Bump hunting is a well known statistical procedure to detect variations in data in terms of bumps. Bumphunter package in bioconductor /R uses similar technique in order to identify Differentially Methylated Regions (DMRs) through bump hunting. Before conducting the bump hunting procedure first the batch effects should be removed and measurement errors should be taken care of. Bump hunting procedure will be a useful tool in many case-control studies, diseased vs normal type sampling studies and Epigenome Wide Association Studies (EWAS) in general. In order to identify the bumps first of all a linear model is built to characterize the methylation at certain position for certain sample. In the model, outcome of interest (case vs. control or diseased vs. normal) , potential measured confounders (age, gender etc.), potential unmeasured confounders (batch effects through Surrogate Variable Analysis (SVA)) and an error term (to include unexplained variability such as biological variability, measurement error etc.) are included. Then permutation type test is conducted to select DMRs that are statistically significant. Since multiple testing procedures are done with thousands of regions, FDR procedure is used to correct for the multiple testing.
There are few functions that are important in this package. regionFinder function tabulates regions based on methylation value and location. The table from this function contains information on the start and end of the region, value, area under the curve etc. bumphunter is the function that does the statistical procedure associated with the package.
DMRcate is another tool that can be used to identify DMRs and VMRs (Variably Methylated Regions) in the genome. It is also an R/bioconductor package.
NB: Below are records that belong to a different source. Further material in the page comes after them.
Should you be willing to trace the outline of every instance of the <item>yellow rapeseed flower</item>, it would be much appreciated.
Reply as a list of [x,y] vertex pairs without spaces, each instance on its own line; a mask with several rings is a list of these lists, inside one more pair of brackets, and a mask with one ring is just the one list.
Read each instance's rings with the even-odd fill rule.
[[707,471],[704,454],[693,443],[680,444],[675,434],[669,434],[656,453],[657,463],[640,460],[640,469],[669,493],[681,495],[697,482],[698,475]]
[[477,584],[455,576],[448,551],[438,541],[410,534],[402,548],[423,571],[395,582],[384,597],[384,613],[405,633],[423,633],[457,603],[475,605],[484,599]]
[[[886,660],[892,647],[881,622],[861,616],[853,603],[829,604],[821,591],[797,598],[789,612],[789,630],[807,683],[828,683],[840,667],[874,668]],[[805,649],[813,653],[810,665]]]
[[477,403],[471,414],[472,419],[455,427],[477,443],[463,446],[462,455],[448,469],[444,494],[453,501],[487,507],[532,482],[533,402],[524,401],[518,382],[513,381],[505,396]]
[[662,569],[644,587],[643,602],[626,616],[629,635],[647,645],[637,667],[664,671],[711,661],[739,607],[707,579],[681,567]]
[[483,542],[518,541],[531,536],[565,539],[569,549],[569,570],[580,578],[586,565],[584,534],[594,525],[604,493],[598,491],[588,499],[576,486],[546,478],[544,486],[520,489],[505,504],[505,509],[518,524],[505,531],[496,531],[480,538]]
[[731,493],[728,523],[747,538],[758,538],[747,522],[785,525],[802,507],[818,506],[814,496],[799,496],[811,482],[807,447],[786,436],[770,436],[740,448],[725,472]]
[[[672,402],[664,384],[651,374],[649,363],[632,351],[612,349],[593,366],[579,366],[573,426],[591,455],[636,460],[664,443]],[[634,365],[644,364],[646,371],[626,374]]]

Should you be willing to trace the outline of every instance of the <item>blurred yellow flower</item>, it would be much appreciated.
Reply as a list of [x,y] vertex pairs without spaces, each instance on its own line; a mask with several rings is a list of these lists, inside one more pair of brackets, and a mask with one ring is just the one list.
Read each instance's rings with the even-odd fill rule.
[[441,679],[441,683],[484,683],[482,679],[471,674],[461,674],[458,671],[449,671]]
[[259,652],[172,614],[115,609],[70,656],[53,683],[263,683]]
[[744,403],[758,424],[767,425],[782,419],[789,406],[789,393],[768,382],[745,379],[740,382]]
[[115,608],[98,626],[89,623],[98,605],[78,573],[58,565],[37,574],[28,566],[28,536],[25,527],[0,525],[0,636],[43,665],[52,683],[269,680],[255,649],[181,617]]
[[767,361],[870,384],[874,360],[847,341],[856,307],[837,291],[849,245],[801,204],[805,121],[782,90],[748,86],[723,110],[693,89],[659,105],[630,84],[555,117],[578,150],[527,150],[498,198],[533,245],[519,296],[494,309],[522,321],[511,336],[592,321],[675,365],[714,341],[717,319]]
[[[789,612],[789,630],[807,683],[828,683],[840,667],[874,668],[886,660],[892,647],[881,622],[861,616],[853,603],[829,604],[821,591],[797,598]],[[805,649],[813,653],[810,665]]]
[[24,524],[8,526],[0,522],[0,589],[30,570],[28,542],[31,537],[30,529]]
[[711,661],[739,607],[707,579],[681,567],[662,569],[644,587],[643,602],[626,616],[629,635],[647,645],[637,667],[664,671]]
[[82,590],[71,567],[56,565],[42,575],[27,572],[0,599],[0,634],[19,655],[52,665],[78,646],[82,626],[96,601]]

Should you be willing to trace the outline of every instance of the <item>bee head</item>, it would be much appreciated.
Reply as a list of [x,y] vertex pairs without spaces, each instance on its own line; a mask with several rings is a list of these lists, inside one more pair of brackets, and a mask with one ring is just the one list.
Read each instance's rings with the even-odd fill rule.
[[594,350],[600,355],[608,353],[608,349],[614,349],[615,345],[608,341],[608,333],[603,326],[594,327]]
The main difference is that this method applies Gaussian smoothing to the data to reduce noise and models smoothed test statistic to identify the differentially methylated regions. Some pros about this method is that it is agnostic to genomic annotations. There is also a handy function in this package called DMR.plot which plots the differentially methylated regions along with the chromosome. This is a tool that I came across recently and if any of you know more about or use it in specific context please let me know. It will help me as well as other readers.
Missing data is an issue in various research settings. In genomics setting it can arise due to many reasons such as PCR bias, sequencing error etc. In a dynamic domain like epigenome this problem is even more critical. Imputation is a way to overcome the missing data problem and over the past few decades imputations techniques have flourished very much. ChromImpute is a method that I came across recently. Essentially, it uses other epigenetic marks to infer the status of other epigenetic marks through an ensemble method.
A Java based application is also available that uses this method to impute epigenetic data. Although I don’t have much familiarity with this software, it seem like a great tool to analyze epigenetic data with missing information.